Using this regression, we found that cue-evoked firing rates were significantly higher in mice exposed to air puffs (Figures 3C and 3D; odor mixture z = 0.18 ± 0.015, air-puff group z = 0.043 ± 0.014, stimulus-group interaction z = 0.033 ± 0.019, p < 0.001). As we also explain in the text, when we use the term “odor mixture,” we refer to all combinations of sucrose and denatonium proportions including pure denatonium (100/0 mixture) and pure sucrose (0/100 mixture). As suggested by the reviewers, we also added group comparison tests where appropriate (Tukey HSD or Wilcoxon rank sum tests). We conclude that firing rates were higher at each odor mixture in mice exposed to air puffs (Figure 3D, all p < 0.05). We clarified these analyses in the text.

Furthermore, there is no statistical analysis which corresponds to the data presented in Figure 3C-D (this is also true for 1D and 5D). Figures reflecting the statistics with some kind of posthoc tests should be included so that the reader can get an idea of what odor mixtures this occurs in.

As described above, we expanded our description of the Poisson regression test that was used for analyzing data in Figures 3C, 3D, and 5D, and we also ran post hoc tests to make specific comparisons.

3) The authors want to emphasize the specific function of mPFC-PVT projection by measuring the different firing patterns of mPFC-PVT neurons with and w/o air-puff stressor. However, how specific this change is to this projection is unclear and this could simply reflect a general change occurring across most mPFC cells. They could do this by examining population tendencies across all mPFC cells and compare this to mPFC-PVT projection neurons.

We thank the reviewers for raising this concern. We did not intend to draw conclusions about the specificity of mPFC→PVT neurons; indeed, we do not have experiments comparing these identified cells to cells with other projection targets. We have revised the text to make it clear.

4) Based on the figure legends and information in the figures, it is very difficult to understand what is represented in Figure 3B and the right panels in Figure 5A and B. These figures should be explained in the legend and explained/referred to in the text.

We apologize for the lack of clarity of those figure panels.

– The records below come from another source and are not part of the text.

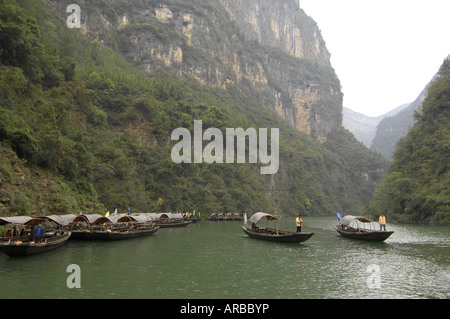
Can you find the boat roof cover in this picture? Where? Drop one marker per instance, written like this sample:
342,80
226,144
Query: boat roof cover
14,220
166,215
62,220
346,220
90,218
257,216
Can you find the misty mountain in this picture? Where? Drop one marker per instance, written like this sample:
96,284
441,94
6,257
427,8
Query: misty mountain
364,127
392,128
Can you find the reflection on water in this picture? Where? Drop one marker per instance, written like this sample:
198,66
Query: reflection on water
217,260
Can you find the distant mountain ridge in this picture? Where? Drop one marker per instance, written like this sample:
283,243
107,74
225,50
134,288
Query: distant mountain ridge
365,127
391,129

We added more details to the legend.

5) Also related to data presentation. While auROC is certainly a valuable way to identify neurons that can discriminate between reward and aversive cues, my understanding is that this is essentially a normalization and at such it limits appreciation of when a cue leads to an excitatory or an inhibitory response. It would be useful to also see the raw firing rate data for the neurons recorded. Also, for visualization purposes the authors should include pie charts summarizing electrophysiological data. This will help assess the data better and the actual proportion of cells with excitatory and inhibitory responses as well as cue discrimination.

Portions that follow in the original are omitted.